ChatMate helps employees coordinate meetings efficiently
ChatMate helps employees coordinate meetings efficiently
About the Customer
Whisper House Ltd. is a medium-sized Central and Eastern European (CEE) company that operates in the IT services sector and serves clients ranging from small businesses to multinational corporations. Many of these clients have faced challenges in effectively managing their meetings. They have a diverse workforce operating from various locations, making it a challenge for employees to coordinate their schedules and arrange meetings.
Customer Challenge
Whisper House Ltd.'s clients were encountering recurring difficulties in scheduling meetings. To arrange a meeting, client employees had to use various applications, such as Google Calendar, to manually check the availability of meeting rooms and attendees.
This process was both time-consuming and prone to errors such as double-booking or last-minute cancellations.
Moreover, the employees were unable to receive suggestions on suitable meeting rooms based on the number of invitees. If this issue remained unaddressed, employees would continue to spend excessive time on repetitive tasks, causing a decline in productivity and morale.
Solution
To address this challenge, Whisper House Ltd. partnered with SnapSoft. By utilizing AWS Lambda and Amazon Lex, SnapSoft created a chatbot, a smart assistant application to handle meeting room reservations with conversational interfaces.

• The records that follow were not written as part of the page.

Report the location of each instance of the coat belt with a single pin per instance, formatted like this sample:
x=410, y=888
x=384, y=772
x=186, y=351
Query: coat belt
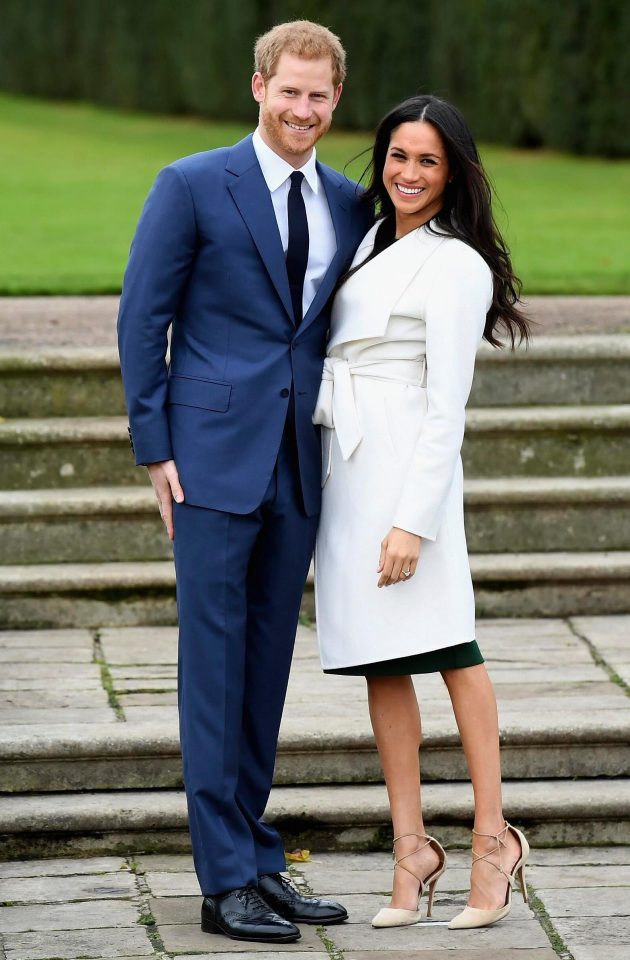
x=336, y=407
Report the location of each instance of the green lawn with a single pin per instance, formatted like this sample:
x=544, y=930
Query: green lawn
x=73, y=178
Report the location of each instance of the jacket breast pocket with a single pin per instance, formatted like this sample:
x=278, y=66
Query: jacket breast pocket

The chatbot, integrated with the company's Google Chat and Google Calendar system, allowed employees to easily schedule meetings via a user-friendly interface.
On initial interaction, the chatbot greets employees with a welcome message and a user guide. Employees can also request the guide at any time by using the 'help' command.
ChatMate provides suggestions for the most appropriate meeting room based on the number of invitees and helps employees invite people and add a title to the meeting. Employees could also ask the chatbot about the availability of a specific meeting room.
AWS Lambda was used to build the serverless application that powers the chatbot. Amazon Lex was used for the natural language processing and generation capabilities. The chatbot suggests available rooms, allowing employees to reserve meetings quickly and easily. The chatbot also allows employees to invite people to meetings and add a title, ensuring that the meeting room is not overbooked, all from the chat interface.
Results and Benefits
The implementation of the chatbot resulted in a significant reduction in the time employees spent scheduling meetings. It also reduced double-booking and last-minute cancellations. The chatbot's suggestion feature helped employees choose the most appropriate meeting room, leading to better utilization of the company's resources.
Employees can easily subscribe to the chatbot because it is integrated into the company's communication platform, Google Chat, and does not require the use of an additional tool.
The chatbot made it easy for employees to check room availability and reserve meetings. The use of natural language processing in the chatbot also resulted in a more personalized experience for employees.